Abstract Funding Acknowledgements Type of funding sources: None. Background Acute coronary syndromes (ACS) are the leading cause of death all over the world, in the last years chronobiology of their occurrence has been changing. Purpose The aim of this study was to assess the influence of climate change on hospital admissions due to ACS. Methods Medical records of 10,529 patients hospitalized for ACS in 2008–2017 were examined. Weather conditions data were obtained from the Institute of Meteorology. Results Among the patients, 3537 (33.6%) were hospitalized for STEMI, 3947 (37.5%) for NSTEMI, and 3045 (28.9%) for UA. The highest seasonal mean for ACS was recorded in spring (N = 2782, mean = 2.52, SD = 1.7; OR 1.07; 95% CI 1.0-1.2; P = 0.049) and it was a season with the highest temperature changes day to day (Δ temp.=11.7).
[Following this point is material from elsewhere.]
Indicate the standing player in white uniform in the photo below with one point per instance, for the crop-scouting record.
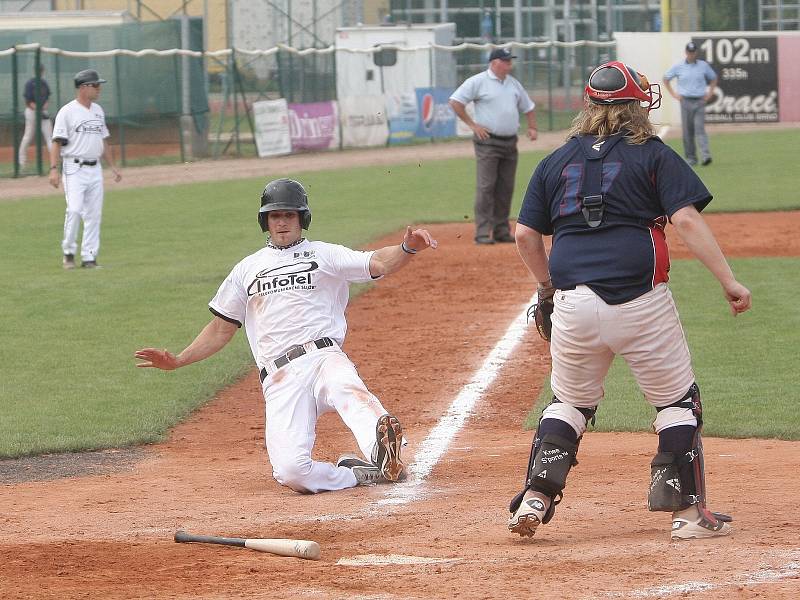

On the other hand, every 10ºC change in temperature was associated with an increased admission due to ACS by 13% (RR 1.13; 95% CI 1.04-1.3; P = 0.008). Analysis of weekly changes showed that the highest frequency of ACS occurred on Thursday (N = 1703, mean = 2.7, SD = 1.9; OR 1.16; 95% CI 1.0-1.23; P = 0.004), in STEMI subgroup it was Monday (N = 592, mean = 0.9, SD = 1.6, OR 1.2; 95% CI 1.1-1.4; P = 0.002). Sunday was associated with decreased admissions due to all types of ACS (N = 1098, mean = 1.7, SD = 1.4; OR 0.69; 95% CI 0.6-0.8, P < 0.001). In the second half of the study period (2013-2018) the relative risks of hospital admissions due to ACS were 1.043 (95%CI: 1.009-1.079, P = 0.014, lag 0) and 0.957 (95%CI: 0.925-0.990, P = 0.010, lag 1) for each 10ºC decrease in temperature; 1.049 (95% CI: 1.015-1.084, P = 0.004, lag 0) and 1.045 (95%CI: 1.011-1.080, P = 0.008, lag 1) for each 10 hPa decrease in atmospheric pressure and 1.180 (95% CI: 1.078-1.324, P = 0.007, lag 0) for every 10ºC change in temperature. For the first half of the study the risk was significantly lower. Conclusion We observed a shift in the seasonal peak of ACS occurrence from winter to spring which may be related to temperature fluctuation associated with climate change in this season. The lowest frequency of ACS took place on weekends. Atmospheric changes had a much more pronounced effect on admissions due to ACS in the second half of the analyzed period, which is in line with the dynamics of global climate change.